The 2020 event focused on remote communications. For over 100 years, amateur radio – sometimes referred to as amateur radio – has allowed people to experiment with electronics and communication skills. Amateur radio operators also provide free public service to their communities during a disaster, all without the need for a cell phone or the internet.

Field Day demonstrates the ability of amateur radio to operate reliably in any condition from almost any location and to create an independent communication network.

“Field Day is special for me because I can help build new field antenna configurations that allow us to connect with amateur radio operators across the United States and around the world.” ACS volunteer, explained Scot Perkins. “This is important because it may be asked of us in a disaster when our [fixed] the antennas may not have survived.

Since 1933, amateur radio operators across North America have established temporary amateur radio stations in public places during Field Day to showcase the science and skills of amateur radio. Field Day shows how ham radio works reliably under all conditions from almost any location to create an independent communication network.

“In addition, special projects are worked on during Field Day. Mine was to help fabricate a new antenna and modify a protective radome to install. said Perkins.

Since Field Day, the antenna mentioned by Perkins has been successfully installed. In addition to showcasing the hard work of ACS volunteers, Field Day also provides an opportunity for volunteers to work as a team and build relationships. “… It was a good in-person team building exercise. The involvement with ACS changed due to COVID and it was a good opportunity to bond as a team. Said ACS volunteer Mark Saelens.

With clubs such as the Lincoln County Amateur Radio Club, it is easy for anyone to get involved in Lincoln County. There are over 725,000 licensed radio amateurs in the United States with members as young as 9 and 100 years old. Anyone can become a licensed amateur radio operator.
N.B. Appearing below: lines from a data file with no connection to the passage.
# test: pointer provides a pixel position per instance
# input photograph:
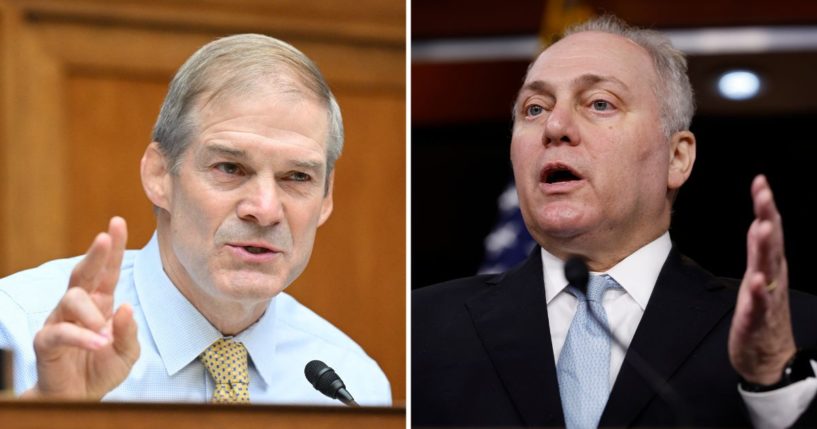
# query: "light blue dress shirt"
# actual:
(172, 334)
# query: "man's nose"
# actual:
(262, 203)
(560, 126)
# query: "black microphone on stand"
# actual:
(578, 276)
(326, 381)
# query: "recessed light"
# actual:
(739, 84)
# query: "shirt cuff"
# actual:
(780, 408)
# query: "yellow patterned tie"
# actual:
(227, 362)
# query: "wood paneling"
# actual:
(81, 85)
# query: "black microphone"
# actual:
(578, 275)
(326, 381)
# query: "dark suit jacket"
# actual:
(482, 356)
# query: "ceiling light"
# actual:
(739, 84)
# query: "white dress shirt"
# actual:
(637, 275)
(172, 334)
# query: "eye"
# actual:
(601, 105)
(298, 176)
(229, 168)
(534, 110)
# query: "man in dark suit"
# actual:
(601, 146)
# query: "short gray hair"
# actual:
(233, 66)
(674, 92)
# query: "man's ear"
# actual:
(681, 159)
(156, 176)
(327, 204)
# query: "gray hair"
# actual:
(673, 90)
(234, 66)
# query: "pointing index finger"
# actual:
(86, 273)
(118, 231)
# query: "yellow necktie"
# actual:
(226, 360)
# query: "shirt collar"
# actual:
(636, 273)
(261, 341)
(170, 315)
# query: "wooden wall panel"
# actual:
(82, 83)
(111, 118)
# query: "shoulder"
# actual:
(315, 337)
(453, 290)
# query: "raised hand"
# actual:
(761, 340)
(85, 349)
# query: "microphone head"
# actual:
(576, 273)
(323, 378)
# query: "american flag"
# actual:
(509, 242)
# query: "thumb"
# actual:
(125, 341)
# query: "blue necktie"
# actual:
(584, 363)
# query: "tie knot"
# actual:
(226, 360)
(595, 288)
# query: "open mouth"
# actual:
(557, 173)
(256, 250)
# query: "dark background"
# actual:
(461, 136)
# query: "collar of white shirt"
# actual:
(170, 316)
(636, 273)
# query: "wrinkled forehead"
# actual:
(594, 53)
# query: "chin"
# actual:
(252, 286)
(559, 221)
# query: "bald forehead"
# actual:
(595, 53)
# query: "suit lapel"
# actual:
(684, 307)
(510, 317)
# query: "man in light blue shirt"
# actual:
(240, 173)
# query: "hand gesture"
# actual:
(85, 349)
(761, 340)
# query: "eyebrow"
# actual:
(583, 81)
(308, 164)
(226, 150)
(221, 149)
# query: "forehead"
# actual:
(266, 111)
(594, 53)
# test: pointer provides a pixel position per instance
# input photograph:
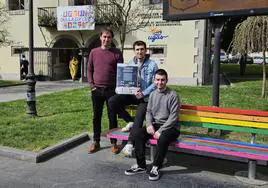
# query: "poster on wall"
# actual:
(76, 18)
(126, 79)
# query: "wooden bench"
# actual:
(252, 122)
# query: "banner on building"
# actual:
(126, 79)
(76, 18)
(197, 9)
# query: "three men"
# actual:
(101, 74)
(161, 124)
(117, 103)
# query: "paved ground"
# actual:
(42, 87)
(77, 168)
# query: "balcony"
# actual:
(47, 16)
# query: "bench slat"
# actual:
(219, 146)
(226, 127)
(224, 115)
(223, 121)
(226, 110)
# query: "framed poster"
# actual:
(126, 79)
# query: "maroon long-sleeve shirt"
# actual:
(101, 67)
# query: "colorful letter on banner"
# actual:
(76, 18)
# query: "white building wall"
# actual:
(183, 46)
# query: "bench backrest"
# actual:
(231, 119)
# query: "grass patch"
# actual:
(8, 82)
(65, 114)
(233, 70)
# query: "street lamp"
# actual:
(30, 97)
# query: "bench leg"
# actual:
(252, 169)
(250, 176)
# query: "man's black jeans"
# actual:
(163, 142)
(99, 97)
(117, 105)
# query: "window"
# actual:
(16, 5)
(83, 2)
(158, 53)
(154, 2)
(157, 4)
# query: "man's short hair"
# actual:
(107, 30)
(161, 72)
(139, 43)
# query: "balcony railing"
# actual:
(47, 16)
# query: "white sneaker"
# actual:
(127, 127)
(154, 174)
(127, 150)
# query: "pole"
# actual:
(218, 25)
(30, 97)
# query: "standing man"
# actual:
(101, 74)
(161, 121)
(146, 71)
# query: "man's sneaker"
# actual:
(127, 150)
(127, 127)
(134, 169)
(154, 174)
(94, 147)
(115, 149)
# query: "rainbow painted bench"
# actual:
(251, 122)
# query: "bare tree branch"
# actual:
(251, 36)
(129, 16)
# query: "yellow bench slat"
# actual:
(225, 116)
(223, 121)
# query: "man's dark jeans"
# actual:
(99, 97)
(117, 105)
(163, 142)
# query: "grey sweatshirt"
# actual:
(163, 108)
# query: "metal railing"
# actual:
(47, 16)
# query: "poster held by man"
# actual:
(127, 79)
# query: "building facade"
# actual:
(178, 47)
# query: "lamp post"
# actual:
(30, 97)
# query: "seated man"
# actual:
(117, 103)
(161, 124)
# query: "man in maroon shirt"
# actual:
(101, 74)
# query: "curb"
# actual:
(44, 154)
(11, 85)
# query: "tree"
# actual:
(252, 36)
(3, 31)
(127, 16)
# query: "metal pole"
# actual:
(30, 76)
(252, 163)
(216, 62)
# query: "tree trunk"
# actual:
(243, 64)
(263, 76)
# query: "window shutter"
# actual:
(26, 4)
County Emergency Director Jenny Demaris commented, “We are continually grateful to our ACS volunteers. I would like to express a sincere “thank you” for all of their hard work and continued service. “

The Lincoln County Sheriff’s Office sponsors the Auxiliary Communications Service Volunteer Group. A group of over 70 amateur radio operators specifically supporting local government emergency response. For more information, find the Lincoln County Auxiliary Communications Service Volunteer Group at www.co.lincoln.or.us/emergencymanagement/page/auxiliary-communications-service or call (541) 265-4199.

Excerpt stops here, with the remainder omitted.